Travmanın Beyindeki İzleri
Travma yaşandığında, beyin hayatta kalma moduna geçer. Bu süreçte amigdala tehlikeyi işlerken, hipokampus anıları depolamakla meşguldür. Ancak yoğun stres ve korku sırasında, anıların düzgün bir şekilde kaydedilmesi zorlaşır. Bu yüzden travmatik anılar ya çok canlı ve parçalı olur ya da tamamen bastırılabilir. Bu bastırma mekanizması, aslında beynin kendini koruma şeklidir.

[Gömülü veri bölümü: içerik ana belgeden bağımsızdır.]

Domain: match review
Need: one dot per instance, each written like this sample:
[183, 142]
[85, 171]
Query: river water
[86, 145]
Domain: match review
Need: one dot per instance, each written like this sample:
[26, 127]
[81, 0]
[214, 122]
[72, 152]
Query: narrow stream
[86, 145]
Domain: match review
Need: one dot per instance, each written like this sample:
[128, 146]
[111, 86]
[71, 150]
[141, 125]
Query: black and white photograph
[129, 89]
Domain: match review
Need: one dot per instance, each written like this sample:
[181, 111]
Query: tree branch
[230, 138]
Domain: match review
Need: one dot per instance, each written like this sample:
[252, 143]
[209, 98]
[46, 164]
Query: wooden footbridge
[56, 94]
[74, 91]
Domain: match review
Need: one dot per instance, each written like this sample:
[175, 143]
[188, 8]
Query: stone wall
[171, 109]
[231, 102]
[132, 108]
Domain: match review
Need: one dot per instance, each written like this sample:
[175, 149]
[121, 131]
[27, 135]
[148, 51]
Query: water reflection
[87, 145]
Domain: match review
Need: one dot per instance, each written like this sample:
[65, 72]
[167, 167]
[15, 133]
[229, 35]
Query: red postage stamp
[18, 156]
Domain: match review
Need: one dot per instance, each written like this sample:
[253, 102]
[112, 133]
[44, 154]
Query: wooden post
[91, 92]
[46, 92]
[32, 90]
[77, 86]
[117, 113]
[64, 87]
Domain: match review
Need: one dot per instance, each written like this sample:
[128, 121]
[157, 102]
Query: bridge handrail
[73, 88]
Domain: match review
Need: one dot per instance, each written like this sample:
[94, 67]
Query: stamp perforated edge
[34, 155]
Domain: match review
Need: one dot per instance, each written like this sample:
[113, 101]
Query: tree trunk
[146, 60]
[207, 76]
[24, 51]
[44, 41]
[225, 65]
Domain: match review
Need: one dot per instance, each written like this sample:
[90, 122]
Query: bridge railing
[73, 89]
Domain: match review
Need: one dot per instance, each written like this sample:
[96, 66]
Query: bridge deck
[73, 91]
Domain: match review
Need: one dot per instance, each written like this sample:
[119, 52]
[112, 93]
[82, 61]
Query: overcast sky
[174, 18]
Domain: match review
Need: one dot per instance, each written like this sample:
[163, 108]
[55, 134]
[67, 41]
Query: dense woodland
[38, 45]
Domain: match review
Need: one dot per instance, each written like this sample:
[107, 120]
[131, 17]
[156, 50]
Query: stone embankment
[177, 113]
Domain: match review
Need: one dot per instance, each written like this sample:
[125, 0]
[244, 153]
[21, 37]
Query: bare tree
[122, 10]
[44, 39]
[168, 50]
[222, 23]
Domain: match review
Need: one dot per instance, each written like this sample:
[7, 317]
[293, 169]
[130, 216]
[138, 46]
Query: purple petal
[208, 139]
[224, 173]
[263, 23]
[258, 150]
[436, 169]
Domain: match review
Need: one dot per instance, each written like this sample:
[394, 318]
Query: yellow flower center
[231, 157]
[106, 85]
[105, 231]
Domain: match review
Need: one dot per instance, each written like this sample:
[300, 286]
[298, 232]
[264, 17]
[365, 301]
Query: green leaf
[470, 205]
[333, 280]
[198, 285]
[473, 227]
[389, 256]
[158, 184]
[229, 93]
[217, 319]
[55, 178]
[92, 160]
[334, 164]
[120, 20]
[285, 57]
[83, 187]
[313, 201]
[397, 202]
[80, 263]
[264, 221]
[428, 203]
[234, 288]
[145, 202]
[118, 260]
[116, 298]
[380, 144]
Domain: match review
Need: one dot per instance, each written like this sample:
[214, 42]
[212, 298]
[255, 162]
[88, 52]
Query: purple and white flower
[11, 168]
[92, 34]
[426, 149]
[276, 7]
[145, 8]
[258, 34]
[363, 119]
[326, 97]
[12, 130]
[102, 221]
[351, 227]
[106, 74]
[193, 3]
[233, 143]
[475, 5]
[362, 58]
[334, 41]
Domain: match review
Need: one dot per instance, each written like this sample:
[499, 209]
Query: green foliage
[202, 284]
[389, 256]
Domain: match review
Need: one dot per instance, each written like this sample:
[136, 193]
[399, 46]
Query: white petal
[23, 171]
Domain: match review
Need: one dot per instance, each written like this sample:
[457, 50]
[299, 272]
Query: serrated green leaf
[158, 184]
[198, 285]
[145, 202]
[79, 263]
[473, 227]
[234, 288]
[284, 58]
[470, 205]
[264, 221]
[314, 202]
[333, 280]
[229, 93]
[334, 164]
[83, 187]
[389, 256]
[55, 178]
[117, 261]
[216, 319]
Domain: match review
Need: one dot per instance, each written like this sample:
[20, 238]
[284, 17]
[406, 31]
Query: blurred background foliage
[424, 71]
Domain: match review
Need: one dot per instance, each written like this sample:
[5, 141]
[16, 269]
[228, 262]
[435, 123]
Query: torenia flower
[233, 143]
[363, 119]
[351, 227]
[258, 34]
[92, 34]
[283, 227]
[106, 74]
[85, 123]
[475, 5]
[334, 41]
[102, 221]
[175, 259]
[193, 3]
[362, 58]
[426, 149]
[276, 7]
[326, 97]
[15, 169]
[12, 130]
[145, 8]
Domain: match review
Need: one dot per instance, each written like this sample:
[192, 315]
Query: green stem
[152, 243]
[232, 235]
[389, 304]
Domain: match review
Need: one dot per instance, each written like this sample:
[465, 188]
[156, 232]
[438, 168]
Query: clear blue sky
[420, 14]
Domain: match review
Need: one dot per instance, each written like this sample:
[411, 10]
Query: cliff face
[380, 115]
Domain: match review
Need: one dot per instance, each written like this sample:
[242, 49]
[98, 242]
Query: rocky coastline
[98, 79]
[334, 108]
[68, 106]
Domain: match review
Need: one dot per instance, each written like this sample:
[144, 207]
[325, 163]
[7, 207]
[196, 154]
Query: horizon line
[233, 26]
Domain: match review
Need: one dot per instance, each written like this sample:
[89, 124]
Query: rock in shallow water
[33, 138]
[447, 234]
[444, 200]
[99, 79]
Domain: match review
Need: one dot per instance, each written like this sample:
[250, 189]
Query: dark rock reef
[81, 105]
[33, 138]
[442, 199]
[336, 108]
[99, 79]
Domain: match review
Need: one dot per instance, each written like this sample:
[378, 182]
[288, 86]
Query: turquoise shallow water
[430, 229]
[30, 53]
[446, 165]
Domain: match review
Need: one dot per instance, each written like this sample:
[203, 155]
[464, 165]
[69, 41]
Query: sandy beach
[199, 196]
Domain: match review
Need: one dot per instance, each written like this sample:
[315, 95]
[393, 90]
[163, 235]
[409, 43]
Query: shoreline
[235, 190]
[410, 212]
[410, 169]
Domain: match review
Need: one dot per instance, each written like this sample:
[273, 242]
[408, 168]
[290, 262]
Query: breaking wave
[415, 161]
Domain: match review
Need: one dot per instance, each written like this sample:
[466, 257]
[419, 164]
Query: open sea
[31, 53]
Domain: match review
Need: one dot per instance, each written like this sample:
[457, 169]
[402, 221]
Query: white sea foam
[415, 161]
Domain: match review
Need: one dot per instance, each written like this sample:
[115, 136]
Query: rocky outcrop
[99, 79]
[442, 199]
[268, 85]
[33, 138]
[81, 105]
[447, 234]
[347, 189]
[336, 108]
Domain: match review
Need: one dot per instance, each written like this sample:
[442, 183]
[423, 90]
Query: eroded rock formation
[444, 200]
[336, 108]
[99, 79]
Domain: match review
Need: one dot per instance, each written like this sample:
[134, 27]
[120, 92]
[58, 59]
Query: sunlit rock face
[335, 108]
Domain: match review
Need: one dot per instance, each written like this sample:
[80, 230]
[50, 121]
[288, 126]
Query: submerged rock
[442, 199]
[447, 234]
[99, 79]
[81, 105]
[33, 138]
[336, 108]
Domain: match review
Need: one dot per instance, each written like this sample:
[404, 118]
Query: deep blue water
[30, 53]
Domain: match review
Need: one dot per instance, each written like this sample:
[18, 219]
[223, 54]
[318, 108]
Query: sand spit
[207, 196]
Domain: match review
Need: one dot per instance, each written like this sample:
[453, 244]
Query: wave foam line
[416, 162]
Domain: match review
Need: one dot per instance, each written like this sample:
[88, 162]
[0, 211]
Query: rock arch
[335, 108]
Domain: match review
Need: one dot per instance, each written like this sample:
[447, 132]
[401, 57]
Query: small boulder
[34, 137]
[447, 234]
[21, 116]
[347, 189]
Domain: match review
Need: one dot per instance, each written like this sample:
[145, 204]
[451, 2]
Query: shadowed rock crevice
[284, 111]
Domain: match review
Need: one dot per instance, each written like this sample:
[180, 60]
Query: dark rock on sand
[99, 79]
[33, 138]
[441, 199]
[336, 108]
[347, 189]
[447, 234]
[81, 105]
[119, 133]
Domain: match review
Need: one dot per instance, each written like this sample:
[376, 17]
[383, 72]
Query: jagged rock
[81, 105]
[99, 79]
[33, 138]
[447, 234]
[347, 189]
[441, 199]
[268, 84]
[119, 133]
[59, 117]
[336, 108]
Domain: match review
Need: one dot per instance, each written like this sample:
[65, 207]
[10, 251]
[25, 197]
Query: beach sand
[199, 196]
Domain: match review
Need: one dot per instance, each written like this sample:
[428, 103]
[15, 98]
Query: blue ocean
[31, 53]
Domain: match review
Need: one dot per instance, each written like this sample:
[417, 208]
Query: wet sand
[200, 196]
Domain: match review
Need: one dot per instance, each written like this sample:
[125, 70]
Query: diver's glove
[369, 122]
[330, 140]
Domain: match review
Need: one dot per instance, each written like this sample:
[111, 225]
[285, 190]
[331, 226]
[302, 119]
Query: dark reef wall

Unutmak Değil, Dönüştürmek
Travmalar genellikle unutulmaz. Ancak bu, kişi hep aynı acıyı yaşayacak demek değildir. Travmalar zamanla, destek ve terapiyle yeniden anlamlandırılabilir. Kişi olayları farklı bir bakış açısıyla görmeye başladığında, duygusal yük azalır. Bu da “unutmak” yerine “etkisini yitirmesi” anlamına gelir. Travmayı tamamen silmek mümkün olmasa da, onunla sağlıklı şekilde yaşamayı öğrenmek mümkündür.
Bilinçdışı Bastırmalar
Bazı insanlar, yaşadığı travmayı hatırlamaz. Özellikle çocukluk çağındaki ağır travmalarda bu durum daha sık görülür. Beyin, olayları bastırarak kişiyi korumaya çalışır. Ancak bu bastırmalar, ilerleyen yıllarda fiziksel belirtiler, kabuslar, yoğun kaygı ya da depresyon gibi şekillerde geri dönebilir. Bu yüzden bastırmak bir çözüm değil, ertelemektir.
Terapi ile Travmayla Baş Etmek
Travmaları unutmak değil, duygusal etkisini azaltmak hedeflenmelidir. EMDR (Göz Hareketleriyle Duyarsızlaştırma ve Yeniden İşleme), bilişsel davranışçı terapi ve psikodinamik terapi gibi yaklaşımlar, kişiye travmalarıyla baş etme gücü kazandırır. Anılar hâlâ oradadır ama kişiyi sarsmaz hale gelir.
Sonuç olarak, travmaları tamamen unutmak çoğu zaman mümkün değildir. Ancak bu anılarla barışmak, onları dönüştürmek ve hayatımıza yön vermelerini engellemek mümkündür. Travmatik yaşantıların sizi tanımlamasına izin vermek yerine, onları anlamak ve geride bırakmak için psikolojik destek almak oldukça değerlidir.